Especialistas apontam entraves na aplicação da Lei de Alienação Parental
Por Beatriz Pires em 09/09/2025 às 11:00
Quinze anos após ser instituída no Brasil, a Lei de Alienação Parental (LAP) ainda levanta debates sobre sua eficácia. A Lei nº 12.318, sancionada em agosto de 2010, tem como objetivo proteger crianças e adolescentes de intervenções psicológicas que possam impedir ou dificultar a criação de vínculos com um dos genitores.
De acordo com dados do Tribunal de Justiça do Estado de São Paulo, Santos, São Vicente e Praia Grande registraram um total de nove casos de alienação parental entre janeiro e agosto de 2025, sendo Santos responsável pela maior parte. O número representa uma queda de 35,71% em relação ao mesmo período de 2024, quando 14 processos estavam em tramitação.

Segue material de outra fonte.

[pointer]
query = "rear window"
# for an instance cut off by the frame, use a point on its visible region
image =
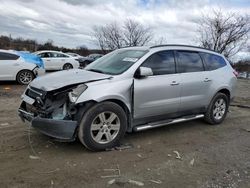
(8, 56)
(212, 61)
(189, 61)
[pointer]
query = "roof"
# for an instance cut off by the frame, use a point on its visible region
(181, 45)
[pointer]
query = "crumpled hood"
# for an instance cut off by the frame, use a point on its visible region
(60, 79)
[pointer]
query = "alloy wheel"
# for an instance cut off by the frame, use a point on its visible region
(219, 109)
(105, 127)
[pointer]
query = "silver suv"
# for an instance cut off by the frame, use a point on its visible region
(130, 89)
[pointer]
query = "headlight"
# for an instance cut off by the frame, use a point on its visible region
(75, 93)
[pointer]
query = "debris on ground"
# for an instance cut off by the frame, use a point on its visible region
(34, 157)
(248, 130)
(156, 181)
(116, 172)
(192, 162)
(139, 155)
(177, 154)
(4, 124)
(48, 172)
(122, 181)
(124, 146)
(134, 182)
(7, 88)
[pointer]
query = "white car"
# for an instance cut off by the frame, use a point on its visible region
(15, 67)
(54, 60)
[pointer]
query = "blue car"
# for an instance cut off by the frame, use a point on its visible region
(31, 58)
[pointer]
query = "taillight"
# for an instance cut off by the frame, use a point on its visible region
(235, 73)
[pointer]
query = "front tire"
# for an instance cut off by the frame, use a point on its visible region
(217, 109)
(102, 126)
(24, 77)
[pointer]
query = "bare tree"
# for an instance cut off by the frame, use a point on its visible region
(109, 37)
(224, 33)
(112, 36)
(135, 34)
(98, 35)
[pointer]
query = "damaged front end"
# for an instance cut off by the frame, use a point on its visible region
(52, 112)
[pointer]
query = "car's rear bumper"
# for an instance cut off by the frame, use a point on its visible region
(59, 129)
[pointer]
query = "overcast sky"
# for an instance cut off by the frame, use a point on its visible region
(69, 23)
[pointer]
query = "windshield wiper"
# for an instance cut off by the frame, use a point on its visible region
(96, 70)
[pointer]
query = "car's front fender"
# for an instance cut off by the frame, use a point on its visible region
(108, 90)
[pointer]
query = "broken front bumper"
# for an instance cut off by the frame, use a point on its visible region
(59, 129)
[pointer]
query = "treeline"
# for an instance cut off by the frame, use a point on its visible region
(20, 44)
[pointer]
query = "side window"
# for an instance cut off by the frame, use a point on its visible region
(161, 63)
(189, 62)
(44, 55)
(212, 61)
(8, 56)
(59, 55)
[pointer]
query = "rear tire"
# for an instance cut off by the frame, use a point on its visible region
(102, 126)
(67, 66)
(217, 109)
(24, 77)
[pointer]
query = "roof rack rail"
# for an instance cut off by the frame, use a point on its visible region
(181, 45)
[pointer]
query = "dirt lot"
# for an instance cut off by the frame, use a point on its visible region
(210, 156)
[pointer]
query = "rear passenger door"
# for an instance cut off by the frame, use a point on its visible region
(195, 81)
(9, 66)
(157, 95)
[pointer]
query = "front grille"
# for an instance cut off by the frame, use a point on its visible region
(34, 93)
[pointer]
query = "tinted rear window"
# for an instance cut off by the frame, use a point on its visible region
(189, 61)
(161, 63)
(8, 56)
(212, 61)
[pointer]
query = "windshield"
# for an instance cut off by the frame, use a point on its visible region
(116, 62)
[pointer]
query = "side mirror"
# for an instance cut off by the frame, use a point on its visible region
(144, 72)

Em 2024, foram contabilizados 23 casos nas varas das três cidades, valor superior a 2023, quando 21 processos estavam em andamento, um aumento de 9,52%. Em 2023, Praia Grande concentrou a maioria dos casos, com dez processos.

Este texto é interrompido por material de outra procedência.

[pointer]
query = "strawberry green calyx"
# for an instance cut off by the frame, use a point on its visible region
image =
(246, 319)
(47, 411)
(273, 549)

A advogada e presidente da Comissão de Direito de Família e Sucessões de Santos, Ana Lúcia Augusto, defende a lei como um mecanismo não apenas de proteção aos jovens vítimas dessa violência psicológica, mas também de prevenção. Ela ressalta que o uso efetivo da guarda compartilhada continua sendo a melhor forma de evitar conflitos, pois o essencial é o respeito mútuo entre os pais e o compartilhamento de decisões.
Segundo Ana, o processo judicial para identificar a alienação parental é multidisciplinar e envolve juiz, psicólogos, assistentes sociais e, em alguns casos, avaliação do Ministério Público. A lei determina que esses profissionais tenham experiência comprovada em alienação parental ou cursos específicos sobre o tema. No entanto, a advogada aponta falhas na região.
“O que existe na nossa região é uma fila extensa para conseguir uma avaliação judicial com esses profissionais multidisciplinares. Isso acaba arrastando os processos, o que gera prejuízo direto para as crianças”, explica.
A alienação parental, em geral, é praticada pelo responsável que detém a guarda, impedindo o contato da criança com o outro genitor ou promovendo campanhas de desqualificação contra ele. A prática também pode envolver avós, afastando a criança da convivência com familiares idosos.
Há profissionais que defendem a reformulação da lei, destacando que ela pode ser usada de forma distorcida em julgamentos envolvendo crimes como abuso sexual. Ana, no entanto, esclarece: “As denúncias legítimas de violência doméstica ou sexual são levadas ao Judiciário para uma apuração séria, com equipes multidisciplinares. Caso se demonstre que foi uma acusação falsa, haverá penalidade, inclusive criminal. Mas isso não deve ser confundido com alienação parental, que, em alguns casos, é desvirtuada e utilizada como vingança contra acusações legítimas.”
Ela ainda lembra que a LAP tem origem internacional. “Nossa lei de alienação parental é nacional, mas derivada dos estudos do psicólogo norte-americano Richard Gardner. Foi elaborada por uma equipe multidisciplinar formada não apenas por parlamentares, mas também por juristas e psicólogos”, afirma a presidente da Comissão.
A escuta de crianças e adolescentes durante uma audiência, segundo a advogada, é possível, mas não deve ser conduzida como acontece com adultos. “A criança é ouvida por meio de estudo social, com uso de mecanismos lúdicos e conhecimento de psicologia para extrair a verdade ou avaliar os malefícios que a situação possa ter causado. Também é assim que se identifica se a acusação é absolutamente falsa.”
Além das instituições indicadas pelo Judiciário, como casas de acolhimento, programas de justiça restaurativa e encaminhamentos para tratamento psicológico, existem associações de pais e mães que oferecem apoio.
“É importante ressaltar que a alienação parental deixa marcas profundas na saúde psicológica das vítimas. Por isso, além da atuação do Judiciário, associações e redes de apoio são fundamentais para garantir acompanhamento psicológico adequado”, reforça Ana.